There is a strong argument that Sputnik is the reason the Pacific Science Center exists today.
Sputnik, the little, silver, antennaed ball with its classic “peep peep” radio signal, was launched on October 4, 1957. It marked the end of the first round of the Space Race, and lit a fire in the imaginations of people around the world, especially those in the United States. The unthinkable had happened: first, there was a man-made object circling around the Earth, and second, the Soviet Union had accomplished it first.
People everywhere heard the “peep peep” signal on their home radios (Sputnik broadcast at 20.007 MHz: a shortwave radio signal, that we now listen to on AM stations), and at night saw the star-like dot traveling across the sky. Suddenly outer space wasn’t just a dream in fantasy novels by Jules Verne. Within 15 years animals and people began spending time in space, and humans had touched the Moon.
Now that space was no longer a dream, we needed people to figure out how to get there and back again, safely. We needed rocket scientists. We needed materials engineers. We needed astronauts. We needed physicists, chemists, biologists, doctors, and veterinarians. In short, we needed all sorts of scientists to work on the space program – and everyone wanted to be part of it. Children around the world began to dream of being astronauts.

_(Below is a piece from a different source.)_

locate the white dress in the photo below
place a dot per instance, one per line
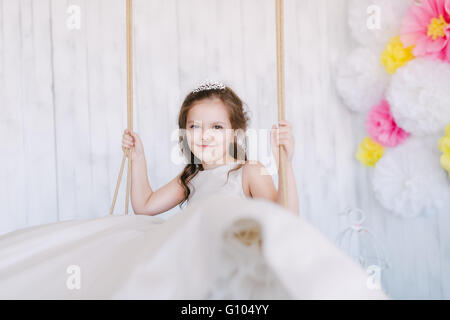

Building on this fervor, the United States Science Pavilion was constructed for “Century 21,” the 1962 World’s Fair. The pavilion showcased America’s scientific achievements, and inventions that pushed us further along in the Space Race with the Soviet Union. The public’s enhanced interest in science due to the Space Race made the pavilion a popular destination for visitors of all ages.
The day after the World’s Fair closed, the Science Pavilion was renamed, and opened to the public as Pacific Science Center. Though the space craze has faded over the years, Pacific Science Center continues to inspire a lifelong interest in science, mathematics and technology by engaging diverse communities through interactive and innovative exhibits and programs.